Encoding issue with text from HTML

TimStreater · January 30, 2021, 5:58pm

Meanwhile, the javascript. Can you make any sense of it?

TimStreater · January 30, 2021, 6:00pm

(The e003 is the Unicode code-point equivalent of the UTF8 ee 80 83).

Matthew_Dinmore1 · January 30, 2021, 6:02pm

It’s minimized. I looked to see if there was anything obvious being applied. I also looked in the source for pdf2htmlEX, but I actually think where all of this happens may be in one of his external dependencies, and haven’t traced it through.

Here’s the thing: the “7KLV” is the content of the text node in the DOM at the time of the selection. So, if there were a javascript that were transforming the text, I’d expect to see “This” in the node after the transformation. It has to be the browser understanding what that encoding is and then properly rendering the text.

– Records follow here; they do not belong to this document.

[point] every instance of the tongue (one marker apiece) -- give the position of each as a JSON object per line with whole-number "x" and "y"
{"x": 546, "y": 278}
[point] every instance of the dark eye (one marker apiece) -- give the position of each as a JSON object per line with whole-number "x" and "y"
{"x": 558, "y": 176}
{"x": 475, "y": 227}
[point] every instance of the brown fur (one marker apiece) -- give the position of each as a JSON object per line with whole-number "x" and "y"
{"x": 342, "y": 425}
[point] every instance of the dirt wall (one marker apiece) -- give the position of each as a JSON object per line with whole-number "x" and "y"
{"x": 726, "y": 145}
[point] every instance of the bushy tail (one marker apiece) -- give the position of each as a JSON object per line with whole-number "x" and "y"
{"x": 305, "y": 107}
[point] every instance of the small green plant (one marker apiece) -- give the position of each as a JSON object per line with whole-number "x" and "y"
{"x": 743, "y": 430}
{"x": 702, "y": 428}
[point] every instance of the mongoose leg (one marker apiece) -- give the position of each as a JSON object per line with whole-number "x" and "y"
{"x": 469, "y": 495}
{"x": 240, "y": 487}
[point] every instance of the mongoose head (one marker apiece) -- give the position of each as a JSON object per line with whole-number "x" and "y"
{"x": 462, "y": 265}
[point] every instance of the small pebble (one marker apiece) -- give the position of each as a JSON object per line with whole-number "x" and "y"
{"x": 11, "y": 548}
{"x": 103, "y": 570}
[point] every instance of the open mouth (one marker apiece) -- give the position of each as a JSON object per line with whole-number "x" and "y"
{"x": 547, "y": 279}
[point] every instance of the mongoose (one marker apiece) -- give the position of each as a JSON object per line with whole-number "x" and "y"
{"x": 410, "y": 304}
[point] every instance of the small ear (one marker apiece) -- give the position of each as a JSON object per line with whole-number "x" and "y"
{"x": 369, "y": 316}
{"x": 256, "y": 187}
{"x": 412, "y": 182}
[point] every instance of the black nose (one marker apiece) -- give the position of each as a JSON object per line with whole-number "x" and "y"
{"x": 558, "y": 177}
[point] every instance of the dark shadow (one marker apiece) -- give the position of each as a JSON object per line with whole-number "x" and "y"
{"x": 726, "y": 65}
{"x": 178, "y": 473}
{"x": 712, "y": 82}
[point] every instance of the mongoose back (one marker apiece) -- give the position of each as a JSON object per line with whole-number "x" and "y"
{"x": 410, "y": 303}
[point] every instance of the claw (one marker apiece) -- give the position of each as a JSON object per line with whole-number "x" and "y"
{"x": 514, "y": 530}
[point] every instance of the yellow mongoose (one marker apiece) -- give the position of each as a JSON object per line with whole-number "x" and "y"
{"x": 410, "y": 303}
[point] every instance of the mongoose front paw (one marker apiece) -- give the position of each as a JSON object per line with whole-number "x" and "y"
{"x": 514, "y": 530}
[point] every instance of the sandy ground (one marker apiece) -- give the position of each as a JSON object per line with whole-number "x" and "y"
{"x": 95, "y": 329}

TimStreater · January 30, 2021, 6:04pm

Hmm. I’m out of ideas at this point.

Matthew_Dinmore1 · January 30, 2021, 6:07pm

Thanks. I’ll play with the “add 29” idea and see what happens. Maybe “good enough.” There’s got to be something in the HTML encoding standard about this, if the browser knows what to do. Will try pursuing that, as well.

Matthew_Dinmore1 · January 30, 2021, 7:48pm

Well, not sure why, but the “add 29” solution largely works. Convert to UTF-16, then add 29 to each Second byte (ignore the first), and concatenate into a new string. Some issues with quotes which I’m going to assume are typical smart quote problems.
I have no idea why this works, but thanks for that insight!

Matthew_Dinmore1 · February 1, 2021, 1:37pm

Mystery solved (for posterity): the HTML file uses an embedded web font that has an alternate character mapping for some reason. Has nothing to do with the fact that it was also UTF-16 encoded. Fun times.